Children affected by war
Ahead of the school year, the Prosecutor General’s Office released figures detailing the number of children affected by the war.
As of 28 August, over 1,112 children have so far been directly affected by the armed aggression.
Of those, 379 children have died, and more than 733 have been injured in varying degrees of severity, though these figures are not final.
Preparing for school year
Ukraine’s Ministry of Education and Science recently published information and recommendations on how best to organize schools.
Commenting on those guidelines, Fr. Petro told Vatican News that the security situation in each area will determine whether children attend classes online or in-person, as well as their parents’ preferences.
If parents choose not to accept full-time, in-person education, they have the option to choose long-distance learning, a personalized schedule, or even to have their child attend a different, family-based form of education.
However, in-person education can only be introduced in schools equipped with bomb shelters that meet certain standards. If these shelters are too small to accommodate all students, the educational process can be organized in shifts.
Key factors: closeness and continuity
Wherever possible, elementary (primary) school children are urged to attend in-person classes, since younger children require direct communication with teachers.

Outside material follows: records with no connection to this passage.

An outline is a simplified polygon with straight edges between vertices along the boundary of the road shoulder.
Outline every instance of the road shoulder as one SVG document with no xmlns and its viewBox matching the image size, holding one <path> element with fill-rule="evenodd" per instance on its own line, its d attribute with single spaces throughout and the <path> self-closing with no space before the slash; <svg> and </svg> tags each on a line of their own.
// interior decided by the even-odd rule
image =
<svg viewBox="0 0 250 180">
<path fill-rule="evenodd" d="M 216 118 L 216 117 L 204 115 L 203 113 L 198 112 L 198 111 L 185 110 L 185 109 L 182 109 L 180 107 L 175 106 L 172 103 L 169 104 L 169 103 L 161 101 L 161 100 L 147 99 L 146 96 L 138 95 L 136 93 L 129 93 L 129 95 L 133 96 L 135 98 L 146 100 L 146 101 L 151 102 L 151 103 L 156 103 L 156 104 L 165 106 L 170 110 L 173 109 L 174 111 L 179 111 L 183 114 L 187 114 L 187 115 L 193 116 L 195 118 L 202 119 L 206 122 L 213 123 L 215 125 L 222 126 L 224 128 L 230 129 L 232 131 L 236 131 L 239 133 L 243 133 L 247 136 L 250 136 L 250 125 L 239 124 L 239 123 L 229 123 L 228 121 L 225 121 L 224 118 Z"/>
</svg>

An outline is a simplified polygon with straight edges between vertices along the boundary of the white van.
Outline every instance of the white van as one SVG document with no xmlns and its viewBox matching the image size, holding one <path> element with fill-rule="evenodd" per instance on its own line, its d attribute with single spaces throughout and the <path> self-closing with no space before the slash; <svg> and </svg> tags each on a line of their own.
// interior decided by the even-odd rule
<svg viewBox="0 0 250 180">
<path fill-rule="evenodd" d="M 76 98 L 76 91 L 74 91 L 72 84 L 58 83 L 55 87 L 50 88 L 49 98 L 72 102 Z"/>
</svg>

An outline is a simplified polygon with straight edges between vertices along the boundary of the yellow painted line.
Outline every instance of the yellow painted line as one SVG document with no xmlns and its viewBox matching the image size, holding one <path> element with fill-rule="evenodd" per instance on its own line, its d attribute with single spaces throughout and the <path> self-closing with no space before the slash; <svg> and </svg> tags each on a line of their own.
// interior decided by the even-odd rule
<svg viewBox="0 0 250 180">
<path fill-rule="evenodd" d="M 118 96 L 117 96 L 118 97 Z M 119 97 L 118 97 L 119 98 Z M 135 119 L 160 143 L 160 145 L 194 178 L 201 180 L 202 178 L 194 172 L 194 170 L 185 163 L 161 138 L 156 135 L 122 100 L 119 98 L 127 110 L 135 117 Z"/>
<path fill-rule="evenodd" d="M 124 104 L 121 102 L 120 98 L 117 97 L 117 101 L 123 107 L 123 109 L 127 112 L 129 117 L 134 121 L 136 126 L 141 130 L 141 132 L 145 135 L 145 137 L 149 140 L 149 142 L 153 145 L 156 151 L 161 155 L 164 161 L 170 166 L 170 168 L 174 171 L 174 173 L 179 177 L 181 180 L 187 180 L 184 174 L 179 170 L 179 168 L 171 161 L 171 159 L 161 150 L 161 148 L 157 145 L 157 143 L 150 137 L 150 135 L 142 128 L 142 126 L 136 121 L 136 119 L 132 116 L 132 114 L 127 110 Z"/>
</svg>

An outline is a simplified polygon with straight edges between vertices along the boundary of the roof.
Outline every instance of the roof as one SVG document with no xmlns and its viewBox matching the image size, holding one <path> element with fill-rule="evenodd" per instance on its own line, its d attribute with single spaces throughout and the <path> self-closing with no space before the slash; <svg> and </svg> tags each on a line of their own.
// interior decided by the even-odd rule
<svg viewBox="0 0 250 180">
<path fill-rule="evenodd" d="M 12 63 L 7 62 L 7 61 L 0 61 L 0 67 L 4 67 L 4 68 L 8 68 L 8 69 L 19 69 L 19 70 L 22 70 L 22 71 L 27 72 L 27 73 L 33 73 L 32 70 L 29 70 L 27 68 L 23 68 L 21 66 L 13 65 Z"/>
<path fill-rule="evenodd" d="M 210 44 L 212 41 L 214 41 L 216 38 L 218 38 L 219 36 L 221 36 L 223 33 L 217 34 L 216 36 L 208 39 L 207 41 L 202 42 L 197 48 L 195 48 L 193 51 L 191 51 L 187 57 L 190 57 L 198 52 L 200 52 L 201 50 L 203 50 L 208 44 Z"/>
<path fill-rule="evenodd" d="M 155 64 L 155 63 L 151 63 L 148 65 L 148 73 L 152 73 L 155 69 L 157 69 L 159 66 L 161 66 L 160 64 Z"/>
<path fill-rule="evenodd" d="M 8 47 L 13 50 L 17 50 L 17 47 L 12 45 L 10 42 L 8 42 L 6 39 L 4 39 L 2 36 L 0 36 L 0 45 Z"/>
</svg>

"This is the greatest emergency," explains Fr. Petro, "without human contact there can be no growth or development. At the same time, instability can wreak havoc on the educational and formative processes."
In the context of schools and Catholic education, Fr Petro emphasizes the priority of closeness.
"Life goes on and we have to be able to live and live well, even if there is war around us,” concludes Fr. Petro. “We have to adapt to the new situation.”